Frank war der Star unter den Jugendlichen.
Frank war der Star unter den Jugendlichen

Nebst einer Flut von wahnwitzigen Nachrufen, Meldungen und kritischen Stimmen in der Pressewelt würde die Todesnachricht des Herren Strohsack Verwirrung und Chaos auslösen. Das Team Stronach ohne seinen weißhaarigen Kapitän? Undenkbar. Oder welcher Wähler, der den alten Herren aufgrund seiner wunderbaren Rhetorik, seiner netten Art mit Journalisten umzugehen und seinem jugendlichen Elan wählen will, würde denn unbekannte Marionetten wie Lugar, Köfer, Prokop oder Hagen wählen?

Die Wahrheit – Stronach ist tot. Die Transparenz – beim Sarg. Die Fairness – sämtliche Bürger aus allen Schichten dürfen zum Begräbnis

Natürlich ist Stronach nicht tot.

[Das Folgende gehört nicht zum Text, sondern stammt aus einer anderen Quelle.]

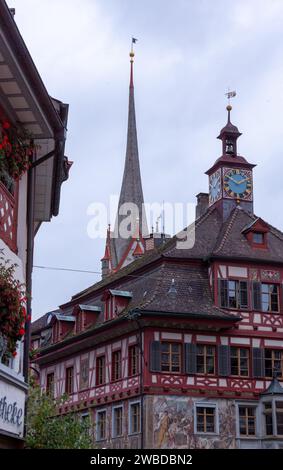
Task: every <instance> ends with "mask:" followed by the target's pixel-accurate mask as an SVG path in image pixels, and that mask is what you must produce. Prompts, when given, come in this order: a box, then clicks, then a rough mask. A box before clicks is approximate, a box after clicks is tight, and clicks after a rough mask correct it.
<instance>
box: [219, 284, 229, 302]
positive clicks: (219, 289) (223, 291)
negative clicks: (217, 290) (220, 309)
mask: <svg viewBox="0 0 283 470" xmlns="http://www.w3.org/2000/svg"><path fill="white" fill-rule="evenodd" d="M218 305H219V307H222V308H228V305H229V302H228V281H227V279H218Z"/></svg>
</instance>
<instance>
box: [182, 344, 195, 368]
mask: <svg viewBox="0 0 283 470" xmlns="http://www.w3.org/2000/svg"><path fill="white" fill-rule="evenodd" d="M184 346H185V373H186V374H196V371H197V346H196V344H192V343H185V345H184Z"/></svg>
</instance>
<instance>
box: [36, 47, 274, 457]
mask: <svg viewBox="0 0 283 470" xmlns="http://www.w3.org/2000/svg"><path fill="white" fill-rule="evenodd" d="M130 77H131V78H130V97H129V117H128V119H129V123H128V138H127V152H126V162H125V170H124V177H123V183H122V189H121V194H120V202H119V207H120V205H121V204H123V203H124V202H134V203H135V204H136V205H137V207H138V209H139V214H138V218H135V219H133V224H134V223H136V226H137V230H136V232H135V234H134V235H133V236H131V237H129V238H128V239H121V238H119V237H118V238H113V236H112V231H111V228H109V230H108V233H107V239H106V249H105V254H104V257H103V259H102V280H101V281H100V282H98V283H96V284H94V285H93V286H91V287H89V288H87V289H86V290H84V291H83V292H79V293H77V294H75V295H74V296H73V297H72V298H71V300H69V301H68V302H67V303H65V304H64V305H61V306H60V308H59V309H58V310H56V311H55V312H51V313H49V314H46V315H44V316H43V317H42V318H40V319H39V320H37V321H36V322H34V324H33V347H34V349H36V352H37V356H36V359H35V365H36V367H38V370H39V374H40V384H41V387H42V389H43V390H45V391H46V392H47V393H49V394H51V395H52V396H54V397H55V398H58V397H60V396H61V395H63V394H64V393H66V394H67V395H68V401H67V402H66V403H65V404H64V405H62V406H61V407H60V409H59V410H58V413H59V414H64V413H69V412H74V411H75V412H77V413H80V414H81V415H82V416H86V415H88V416H90V417H91V419H92V420H93V422H94V424H95V428H94V429H95V431H94V441H95V446H96V447H103V448H159V449H168V448H169V449H170V448H180V449H181V448H183V449H188V448H190V449H193V448H283V388H282V380H283V377H282V376H283V295H282V293H283V291H282V282H283V233H282V232H281V231H280V230H278V229H276V228H274V227H273V226H271V225H270V224H268V222H266V221H265V220H263V219H262V218H260V216H258V215H256V214H255V213H254V206H253V204H254V188H253V171H254V167H255V164H253V163H250V162H249V161H248V160H247V159H246V158H245V157H243V156H240V155H239V154H238V151H237V141H238V138H239V137H240V135H241V133H240V132H239V130H238V128H237V127H236V126H235V125H233V124H232V123H231V110H232V108H231V106H230V105H229V106H227V111H228V120H227V124H226V125H225V126H224V128H223V129H222V130H221V132H220V134H219V137H218V138H219V140H220V142H221V156H220V158H218V159H217V160H216V161H215V162H214V163H213V159H212V162H211V168H210V169H209V170H208V171H207V175H208V193H200V194H199V195H198V196H197V200H198V204H197V211H196V221H195V224H192V226H189V227H188V228H187V229H186V230H185V232H184V235H183V236H184V238H186V237H187V236H190V233H191V232H192V231H193V230H195V243H194V245H193V247H191V248H184V247H183V249H180V248H179V247H178V237H176V236H175V237H172V238H170V239H167V238H165V237H164V236H162V235H161V236H160V237H156V236H155V235H156V234H153V233H152V234H146V233H145V231H144V230H142V228H141V227H140V220H142V219H143V217H142V211H143V192H142V182H141V175H140V167H139V156H138V145H137V131H136V120H135V107H134V84H133V83H134V82H133V53H131V76H130ZM196 176H197V175H196ZM120 217H121V215H120V214H119V208H118V214H117V219H116V223H117V224H119V218H120ZM117 221H118V222H117Z"/></svg>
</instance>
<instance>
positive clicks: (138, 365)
mask: <svg viewBox="0 0 283 470" xmlns="http://www.w3.org/2000/svg"><path fill="white" fill-rule="evenodd" d="M133 350H135V351H136V354H134V355H133V354H131V352H132V351H133ZM133 358H135V361H136V372H135V373H133V363H134V362H133ZM139 373H140V348H139V345H138V344H137V343H135V344H131V345H129V347H128V376H129V377H134V376H135V375H138V374H139Z"/></svg>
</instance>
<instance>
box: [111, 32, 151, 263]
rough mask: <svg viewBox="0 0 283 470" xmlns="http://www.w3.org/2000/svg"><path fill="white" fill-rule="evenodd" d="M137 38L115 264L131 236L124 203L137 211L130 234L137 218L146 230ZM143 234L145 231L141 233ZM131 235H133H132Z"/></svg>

Mag es auch aufgrund seiner Vitalität und -zumindest körperlichen- Fitheit sehr unwahrscheinlich erscheinen, dass der 81-Jährige bald zum letzten Mal an Lösungen für Österreich arbeitet, wird die Gallionsfigur dieser Partei dennoch irgendwann sterben. Und ob die zahlreichen Anhänger und Wähler dann immer noch das Werk des Austrokanadiers ohne Austrokanadier wählen werden, sei dahingestellt. (M.T., 1. März 2013)

0 Antworten auf “Stronach ist tot

  1. Das war mein erster Gedanke, als er verkündet hat sich selbst in die Schlachten zu werfen. Letztendlich wird diese „Partei“ etwa so schnell zerfallen, wie das BZÖ nach Haiders Tod oder das reich Alexanders des großen nach dessen Tod. In dieser Hinsicht sehe ich diese ganze Stronach-Causa auch sehr gelassen.
    Kurzfristig ist er ein Schreckgespenst, dass 1. die hiesige Politik dazu drängt gute Arbeit zu machen, um nicht noch mehr Wähler zu verlieren und 2. Entertainment und Abwechslung in die politik bringt, was auch höchst politikverdrossene wieder auf den Plan rufen kann.
    Langfristig wird das ganze eine Randnotiz in der Historie bleiben, wie es leider das Liberale Forum und zum Glück das BZÖ ist.

    Prognostizierend,
    Ihr Matthias Strohmeier

  2. das team stronach ohne „ihren“ kapitän? undewnkbar! klar, denn es sollte wohl „seinen“ heißen, was ein angehender journalist wohl wissen müsste

  3. Was sollte sich ändern? Ist ja nicht so, als ob da ein großes Konzept ausgearbeitet ist, dass ohne den Stronach nicht möglich wäre.

    Aber amüsant ist er schon, der Fränk. Sofern er nicht zu viel Schaden anrichtet, darf er ruhig bleiben.